Gadis itu akhirnya berbalik. Sepasang sayap yang sebelumnya mengepak hebat tersebut kini terlipat lurus di punggung, meskipun wajah sang pengendali masih seganas dan sewaspada sebelumnya. Selama sedetik mereka hanya menatap; tetapi kemudian tangan Ayumi bergerak, mengayunkan benda tak kasat mata padanya seolah senjatanya masih ada di sana. Dan sepertinya memang itulah yang dia kira. Tangan itu tertahan di udara, si pemiliknya hanya terpaku tak percaya. Tidak ada busur biola.

"Ups. Ketinggalan di kamar, ya?" tanya Mortimer menggoda. Ayumi buru-buru menarik tangan kosongnya kembali ke sisi tubuh. "Sayang. Kalau aku bawa dua mungkin sudah kuberikan satu untukmu..., biar impas."

Ayumi hanya menatapnya curiga. 

"Aku punya pengendalianku," kata sang gadis. Seolah dia sedang berusaha menyombongkan diri dan gagal. "Itu lebih dari cukup."

"Seperti?"

"Seperti ini."

Koridor bergemuruh. Ayumi mengepakkan sayapnya lagi untuk menghindari guncangan, tetapi Mortimer yang berdiri di atas dua kaki terpaksa berpegangan pada dinding untuk tetap tegak. Batu-batu berjatuhan. Aliran air merembes jatuh dari banyak lubang di langit-langit. Sang pengendali perusak tanpa sadar mundur beberapa langkah; saat gadis di hadapannya mulai berubah, mengelam dan bertambah alien dari waktu ke waktu. Digenggamnya busur cello tersebut semakin erat.

Wajah sang gadis mulai berubah bentuk. Bertambah tirus dengan sepasang mata kecil kelam yang menakutkan; Mortimer yakin ia melihat tanduk sempat menjulang di atas kepala gadis itu sebelum kembali menghilang. Sayapnya melebar, lekukan cakar mencelat dari sendi-sendinya. Ayumi bukan lagi gadis lemah yang baru saja ia lecehkan beberapa menit lalu.

Namun Mortimer tidak semudah itu putus asa. Dengan cepat, dikibaskannya busur cello itu di depan mata; bilahnya segera menjelma menjadi capit besi raksasa yang menyatu dengan tangan kanannya.
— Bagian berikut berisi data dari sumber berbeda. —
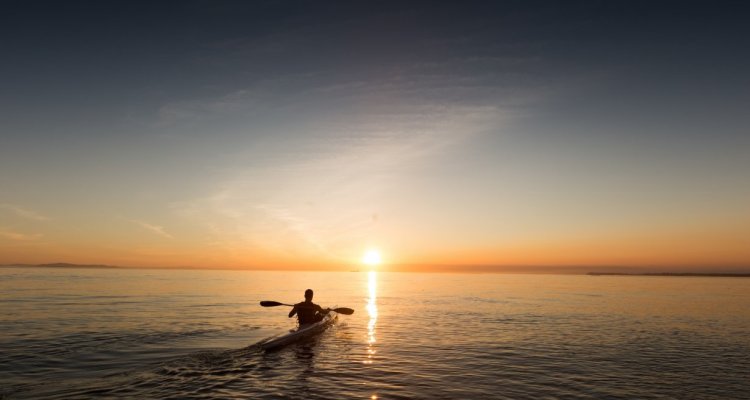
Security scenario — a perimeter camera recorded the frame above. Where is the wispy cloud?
[0,203,49,221]
[130,219,174,239]
[0,231,42,242]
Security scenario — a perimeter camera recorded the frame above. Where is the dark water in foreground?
[0,268,750,399]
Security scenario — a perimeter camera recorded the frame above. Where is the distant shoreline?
[586,272,750,278]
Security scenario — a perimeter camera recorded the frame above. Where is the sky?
[0,1,750,271]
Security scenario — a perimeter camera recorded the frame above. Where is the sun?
[362,249,380,267]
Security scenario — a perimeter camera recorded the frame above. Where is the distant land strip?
[586,272,750,278]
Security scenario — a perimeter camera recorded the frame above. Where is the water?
[0,268,750,399]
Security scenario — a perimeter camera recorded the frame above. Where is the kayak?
[260,307,338,350]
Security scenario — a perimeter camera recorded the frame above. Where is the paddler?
[289,289,331,325]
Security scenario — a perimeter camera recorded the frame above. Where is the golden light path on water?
[365,271,378,364]
[364,271,378,400]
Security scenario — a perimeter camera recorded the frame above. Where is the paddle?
[260,300,354,315]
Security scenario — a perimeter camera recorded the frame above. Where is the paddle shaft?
[260,300,354,315]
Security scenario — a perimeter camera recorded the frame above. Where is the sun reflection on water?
[365,271,378,364]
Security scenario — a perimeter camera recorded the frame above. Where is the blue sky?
[0,1,750,268]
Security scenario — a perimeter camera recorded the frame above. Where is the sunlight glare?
[362,249,380,266]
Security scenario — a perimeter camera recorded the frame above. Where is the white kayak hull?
[260,311,338,350]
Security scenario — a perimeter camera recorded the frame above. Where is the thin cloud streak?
[0,203,49,221]
[0,231,43,242]
[130,220,174,239]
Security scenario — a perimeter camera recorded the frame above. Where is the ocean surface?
[0,268,750,399]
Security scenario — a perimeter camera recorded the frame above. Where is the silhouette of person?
[289,289,330,325]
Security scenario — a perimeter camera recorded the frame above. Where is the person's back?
[289,289,327,325]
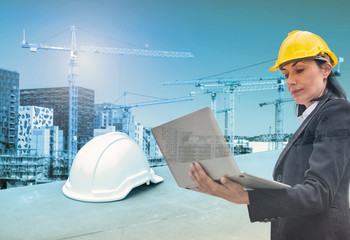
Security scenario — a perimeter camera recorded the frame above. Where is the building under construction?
[0,69,19,154]
[0,154,68,189]
[20,87,95,149]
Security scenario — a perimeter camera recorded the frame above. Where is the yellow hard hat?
[269,30,338,71]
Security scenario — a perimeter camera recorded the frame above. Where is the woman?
[189,31,350,240]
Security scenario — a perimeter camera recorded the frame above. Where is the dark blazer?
[248,93,350,240]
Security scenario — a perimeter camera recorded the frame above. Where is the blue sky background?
[0,0,350,136]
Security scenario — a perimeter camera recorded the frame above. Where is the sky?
[0,0,350,136]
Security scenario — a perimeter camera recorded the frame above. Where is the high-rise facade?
[20,87,95,149]
[0,69,19,153]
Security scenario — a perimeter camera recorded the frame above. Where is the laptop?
[151,107,290,190]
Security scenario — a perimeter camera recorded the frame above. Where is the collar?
[298,101,319,123]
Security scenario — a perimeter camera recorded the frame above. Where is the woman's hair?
[296,59,347,116]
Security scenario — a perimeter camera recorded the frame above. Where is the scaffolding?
[0,154,68,189]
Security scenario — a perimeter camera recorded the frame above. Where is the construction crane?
[163,75,285,153]
[104,92,194,134]
[22,25,194,171]
[259,98,294,149]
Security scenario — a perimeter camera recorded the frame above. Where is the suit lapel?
[273,93,332,176]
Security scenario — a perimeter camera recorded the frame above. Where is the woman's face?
[281,60,332,108]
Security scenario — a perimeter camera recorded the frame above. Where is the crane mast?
[22,25,194,171]
[163,75,285,153]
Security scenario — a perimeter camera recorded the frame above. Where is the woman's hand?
[188,162,249,204]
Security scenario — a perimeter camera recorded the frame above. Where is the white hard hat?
[62,132,163,202]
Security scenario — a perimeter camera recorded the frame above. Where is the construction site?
[0,26,343,192]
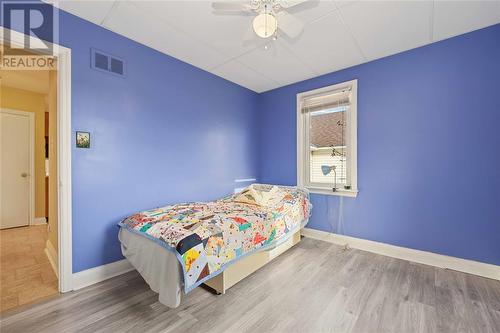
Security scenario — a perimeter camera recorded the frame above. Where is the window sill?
[307,187,358,198]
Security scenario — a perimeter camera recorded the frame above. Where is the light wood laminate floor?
[0,238,500,333]
[0,225,58,312]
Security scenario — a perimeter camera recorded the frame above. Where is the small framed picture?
[76,131,90,148]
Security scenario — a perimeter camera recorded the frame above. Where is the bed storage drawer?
[205,231,300,294]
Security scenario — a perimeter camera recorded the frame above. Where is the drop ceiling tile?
[104,1,227,70]
[212,60,279,93]
[286,0,337,23]
[128,1,260,58]
[238,40,316,85]
[285,11,364,74]
[334,0,360,8]
[51,0,115,24]
[433,1,500,41]
[339,1,432,60]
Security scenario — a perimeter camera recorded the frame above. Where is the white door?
[0,109,34,229]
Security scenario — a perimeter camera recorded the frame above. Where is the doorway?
[0,58,59,312]
[0,28,73,306]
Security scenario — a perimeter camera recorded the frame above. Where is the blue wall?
[60,13,258,272]
[0,7,258,272]
[258,25,500,265]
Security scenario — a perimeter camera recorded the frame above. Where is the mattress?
[118,228,182,308]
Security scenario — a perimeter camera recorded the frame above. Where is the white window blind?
[297,81,357,196]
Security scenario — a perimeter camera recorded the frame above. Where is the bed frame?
[204,230,300,294]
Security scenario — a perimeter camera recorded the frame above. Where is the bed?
[118,184,312,307]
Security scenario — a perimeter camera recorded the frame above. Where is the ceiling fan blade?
[279,0,307,8]
[276,11,304,39]
[212,1,252,12]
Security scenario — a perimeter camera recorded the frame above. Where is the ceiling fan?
[212,0,307,39]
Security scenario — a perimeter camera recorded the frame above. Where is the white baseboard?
[73,259,134,290]
[33,217,47,225]
[45,239,59,278]
[301,228,500,280]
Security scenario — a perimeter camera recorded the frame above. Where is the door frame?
[0,108,36,225]
[0,28,73,292]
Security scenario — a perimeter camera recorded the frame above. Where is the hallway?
[0,225,58,312]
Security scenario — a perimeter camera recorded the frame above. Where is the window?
[297,80,358,197]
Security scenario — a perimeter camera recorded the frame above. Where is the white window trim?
[297,80,358,198]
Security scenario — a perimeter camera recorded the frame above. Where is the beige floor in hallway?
[0,225,58,312]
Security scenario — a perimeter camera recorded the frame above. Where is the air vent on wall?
[90,49,125,76]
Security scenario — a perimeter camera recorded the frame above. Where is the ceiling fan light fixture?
[253,13,278,38]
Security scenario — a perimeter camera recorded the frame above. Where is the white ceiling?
[47,0,500,92]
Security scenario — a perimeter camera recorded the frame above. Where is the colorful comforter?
[119,184,311,293]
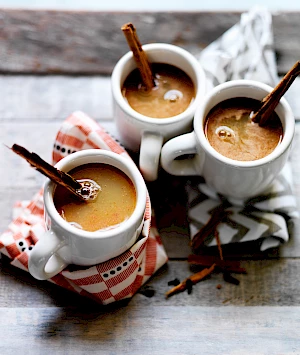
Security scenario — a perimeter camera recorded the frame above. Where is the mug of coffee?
[111,43,205,181]
[161,80,295,199]
[28,149,147,280]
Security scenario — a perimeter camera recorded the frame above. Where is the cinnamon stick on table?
[251,61,300,126]
[121,22,155,91]
[10,144,85,201]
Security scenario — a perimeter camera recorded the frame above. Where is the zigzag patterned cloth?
[186,7,299,251]
[0,112,167,304]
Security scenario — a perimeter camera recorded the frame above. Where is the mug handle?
[161,132,201,176]
[28,230,68,280]
[139,131,164,181]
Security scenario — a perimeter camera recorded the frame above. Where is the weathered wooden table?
[0,10,300,355]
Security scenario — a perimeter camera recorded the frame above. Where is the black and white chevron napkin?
[186,7,299,251]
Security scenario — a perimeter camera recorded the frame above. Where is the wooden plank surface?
[0,306,300,355]
[0,9,300,74]
[0,257,300,308]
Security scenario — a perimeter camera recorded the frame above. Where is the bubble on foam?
[164,90,183,102]
[216,126,235,140]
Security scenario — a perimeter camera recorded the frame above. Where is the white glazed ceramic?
[161,80,295,199]
[29,149,147,280]
[111,43,205,181]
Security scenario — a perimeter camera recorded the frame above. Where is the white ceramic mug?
[161,80,295,199]
[28,149,147,280]
[111,43,205,181]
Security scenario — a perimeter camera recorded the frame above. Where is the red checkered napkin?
[0,112,167,304]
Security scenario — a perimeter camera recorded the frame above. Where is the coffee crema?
[122,63,195,118]
[204,97,283,161]
[53,163,136,232]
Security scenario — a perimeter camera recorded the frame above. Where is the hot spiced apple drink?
[204,97,283,161]
[122,63,195,118]
[53,163,136,232]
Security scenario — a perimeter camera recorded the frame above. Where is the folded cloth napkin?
[186,7,299,251]
[0,112,167,304]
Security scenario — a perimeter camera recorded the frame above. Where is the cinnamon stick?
[10,144,84,201]
[215,230,240,285]
[251,61,300,126]
[121,22,155,91]
[192,204,231,253]
[188,254,247,274]
[166,264,216,298]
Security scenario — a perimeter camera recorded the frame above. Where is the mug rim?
[111,43,206,125]
[194,79,295,168]
[44,149,147,239]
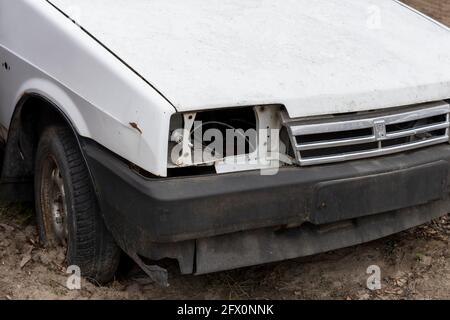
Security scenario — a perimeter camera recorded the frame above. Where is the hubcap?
[41,156,68,245]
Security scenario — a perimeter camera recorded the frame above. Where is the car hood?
[49,0,450,117]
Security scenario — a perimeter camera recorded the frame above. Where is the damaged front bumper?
[83,140,450,274]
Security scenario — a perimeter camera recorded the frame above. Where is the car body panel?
[0,0,175,176]
[50,0,450,117]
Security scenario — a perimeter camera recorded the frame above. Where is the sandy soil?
[0,205,450,299]
[0,0,450,300]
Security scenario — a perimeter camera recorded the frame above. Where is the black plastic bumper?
[84,141,450,273]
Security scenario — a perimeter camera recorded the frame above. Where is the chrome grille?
[283,101,450,166]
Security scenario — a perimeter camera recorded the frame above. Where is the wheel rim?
[41,156,68,245]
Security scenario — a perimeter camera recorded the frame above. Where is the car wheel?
[35,126,121,284]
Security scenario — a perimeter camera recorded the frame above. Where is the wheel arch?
[1,92,92,201]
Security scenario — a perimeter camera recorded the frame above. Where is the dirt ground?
[0,0,450,300]
[0,205,450,300]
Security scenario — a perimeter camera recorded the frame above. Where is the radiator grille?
[283,102,450,166]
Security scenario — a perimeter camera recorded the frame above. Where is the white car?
[0,0,450,284]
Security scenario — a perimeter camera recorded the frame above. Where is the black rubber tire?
[35,126,121,284]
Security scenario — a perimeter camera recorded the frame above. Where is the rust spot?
[130,122,143,134]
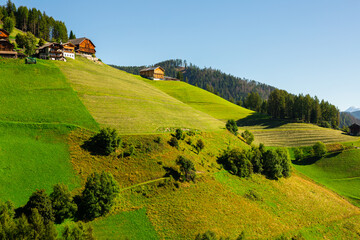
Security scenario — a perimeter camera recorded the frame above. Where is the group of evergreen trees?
[243,89,340,128]
[218,144,291,179]
[112,59,275,103]
[0,0,75,42]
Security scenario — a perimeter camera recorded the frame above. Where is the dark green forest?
[109,59,275,103]
[0,0,68,42]
[112,59,340,128]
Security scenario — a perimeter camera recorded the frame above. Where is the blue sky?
[6,0,360,110]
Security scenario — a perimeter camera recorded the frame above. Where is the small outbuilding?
[140,67,165,80]
[349,123,360,136]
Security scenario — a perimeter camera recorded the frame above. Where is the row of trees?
[0,172,119,240]
[0,0,75,42]
[243,89,340,128]
[109,59,275,103]
[218,144,291,179]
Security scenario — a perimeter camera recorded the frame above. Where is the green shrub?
[62,221,95,240]
[175,128,185,140]
[79,172,119,220]
[196,139,205,154]
[176,156,196,182]
[313,142,327,158]
[50,184,77,224]
[241,130,254,145]
[225,119,238,135]
[294,148,304,161]
[219,148,253,177]
[169,137,179,148]
[21,189,55,224]
[84,128,121,156]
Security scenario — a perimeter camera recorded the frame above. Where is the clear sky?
[5,0,360,110]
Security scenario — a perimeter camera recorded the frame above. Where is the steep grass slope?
[56,57,224,134]
[0,59,98,206]
[239,119,358,147]
[65,128,360,239]
[0,59,98,129]
[294,149,360,206]
[144,79,254,121]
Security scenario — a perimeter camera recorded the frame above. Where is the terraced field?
[294,149,360,207]
[240,122,359,147]
[56,57,224,134]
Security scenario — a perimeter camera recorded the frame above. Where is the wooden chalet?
[349,123,360,136]
[0,29,10,39]
[140,67,165,80]
[37,43,66,61]
[69,37,96,56]
[63,42,75,59]
[0,29,17,58]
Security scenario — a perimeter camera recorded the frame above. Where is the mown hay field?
[56,57,224,134]
[144,80,254,122]
[294,149,360,206]
[240,122,359,147]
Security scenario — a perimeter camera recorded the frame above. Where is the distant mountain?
[110,59,276,102]
[344,106,360,113]
[339,111,360,128]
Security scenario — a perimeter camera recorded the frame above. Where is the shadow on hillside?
[292,151,341,166]
[236,113,292,129]
[163,167,180,181]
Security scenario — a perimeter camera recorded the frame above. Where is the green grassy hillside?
[0,58,360,239]
[144,79,254,121]
[0,59,98,130]
[56,58,224,134]
[0,59,98,206]
[239,119,358,147]
[295,149,360,206]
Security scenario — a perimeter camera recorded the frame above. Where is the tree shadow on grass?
[163,167,180,181]
[292,151,341,166]
[236,113,295,129]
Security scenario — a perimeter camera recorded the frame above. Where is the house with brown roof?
[69,37,96,56]
[349,123,360,136]
[37,43,66,61]
[140,67,165,80]
[0,29,17,58]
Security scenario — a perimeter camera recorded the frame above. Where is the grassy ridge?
[92,209,159,240]
[0,123,80,206]
[0,59,98,206]
[0,59,98,129]
[56,57,224,134]
[295,149,360,206]
[144,80,254,121]
[240,119,358,147]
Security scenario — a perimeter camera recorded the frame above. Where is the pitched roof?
[0,28,10,36]
[140,66,165,72]
[69,37,95,47]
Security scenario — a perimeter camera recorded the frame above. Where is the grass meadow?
[144,79,254,122]
[239,120,359,147]
[56,57,224,134]
[92,208,159,240]
[0,123,80,206]
[294,149,360,207]
[0,59,98,130]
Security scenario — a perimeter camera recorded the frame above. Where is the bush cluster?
[0,172,119,240]
[218,144,291,179]
[83,128,121,156]
[225,119,238,135]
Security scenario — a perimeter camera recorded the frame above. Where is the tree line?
[0,172,119,240]
[243,89,340,128]
[0,0,75,42]
[111,59,275,103]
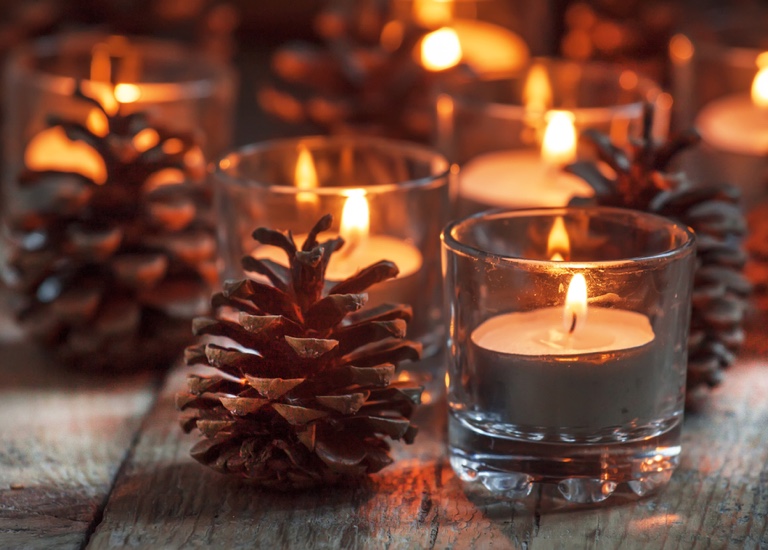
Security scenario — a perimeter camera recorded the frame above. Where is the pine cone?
[567,106,751,402]
[3,86,217,371]
[560,0,683,82]
[258,0,467,142]
[746,202,768,312]
[177,215,422,490]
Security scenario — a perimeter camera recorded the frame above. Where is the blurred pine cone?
[177,215,422,490]
[3,88,217,371]
[567,106,751,403]
[258,0,467,142]
[560,0,682,82]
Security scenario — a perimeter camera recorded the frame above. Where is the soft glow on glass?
[752,58,768,109]
[293,145,318,206]
[669,34,694,65]
[413,0,453,28]
[563,273,587,333]
[523,64,552,115]
[115,82,141,103]
[541,111,577,166]
[547,216,571,262]
[339,189,371,254]
[24,126,107,185]
[133,128,160,153]
[421,27,462,71]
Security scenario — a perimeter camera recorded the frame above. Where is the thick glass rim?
[444,57,662,124]
[440,206,696,269]
[213,135,455,195]
[6,31,234,103]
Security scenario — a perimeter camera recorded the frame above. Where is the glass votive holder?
[669,14,768,205]
[442,208,695,503]
[0,33,234,371]
[436,59,668,216]
[213,136,452,389]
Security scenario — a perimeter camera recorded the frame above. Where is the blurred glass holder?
[442,208,695,503]
[0,33,235,370]
[669,15,768,205]
[435,59,670,216]
[213,136,452,395]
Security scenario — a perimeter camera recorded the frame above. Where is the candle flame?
[547,216,571,262]
[421,27,462,71]
[339,189,371,255]
[293,144,319,206]
[413,0,453,28]
[563,273,587,334]
[523,63,552,117]
[541,111,576,166]
[752,52,768,109]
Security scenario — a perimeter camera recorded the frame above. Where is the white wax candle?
[696,94,768,156]
[468,307,660,432]
[472,307,654,357]
[459,149,594,208]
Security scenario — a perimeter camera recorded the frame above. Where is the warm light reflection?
[541,111,576,166]
[339,189,371,255]
[413,0,453,28]
[133,128,160,153]
[421,27,462,71]
[752,58,768,109]
[547,216,571,262]
[669,34,694,65]
[163,138,185,155]
[293,144,319,206]
[85,109,109,137]
[523,64,552,116]
[563,273,587,333]
[24,126,107,185]
[379,19,405,52]
[114,83,141,103]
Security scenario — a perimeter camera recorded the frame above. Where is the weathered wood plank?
[0,312,158,549]
[89,338,768,549]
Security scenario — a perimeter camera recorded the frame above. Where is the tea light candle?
[469,274,658,431]
[459,111,594,208]
[696,58,768,155]
[695,52,768,204]
[251,151,423,303]
[413,0,529,74]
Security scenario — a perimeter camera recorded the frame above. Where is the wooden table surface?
[0,304,768,550]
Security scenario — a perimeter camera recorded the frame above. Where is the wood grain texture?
[89,348,768,550]
[0,312,157,549]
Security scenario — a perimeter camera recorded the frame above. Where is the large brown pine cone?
[3,88,217,371]
[259,0,468,142]
[567,106,751,403]
[177,215,422,490]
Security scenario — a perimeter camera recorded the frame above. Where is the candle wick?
[568,311,576,335]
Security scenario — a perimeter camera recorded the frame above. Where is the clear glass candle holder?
[442,208,695,503]
[435,58,669,216]
[0,33,234,371]
[669,9,768,205]
[213,136,451,394]
[3,32,236,167]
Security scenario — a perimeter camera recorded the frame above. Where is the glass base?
[448,413,681,504]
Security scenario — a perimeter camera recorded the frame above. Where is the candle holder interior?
[443,208,694,503]
[213,136,450,394]
[4,32,235,169]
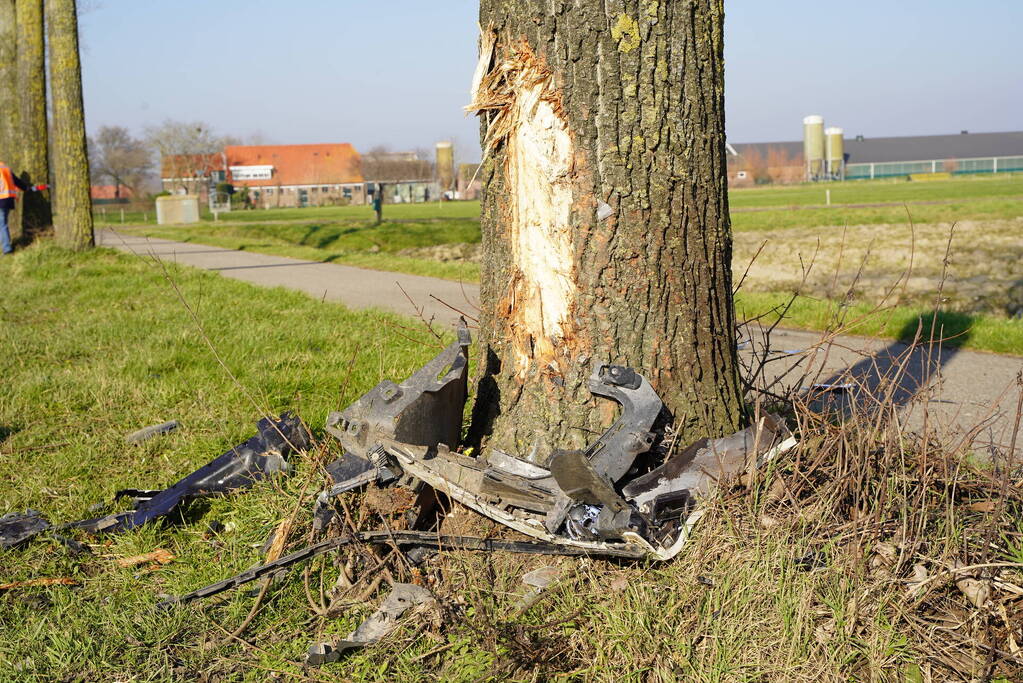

Ayumi hanya menatap tak berkedip saat perubahan-perubahan tubuh sang lawan terus terjadi. Kakinya yang semula normal kini membengkok layaknya reptil. Matanya menyipit—dua kelopak tipis dengan sedikit bola mata kekuningan yang mengintip; dan air berbau busuk menetes-netes dari rambut hitam panjangnya, memenuhi ruangan ini dengan aroma memuakkan. Mortimer menyeringai. Ayumi mendesis; kedua sayapnya mengembang waspada.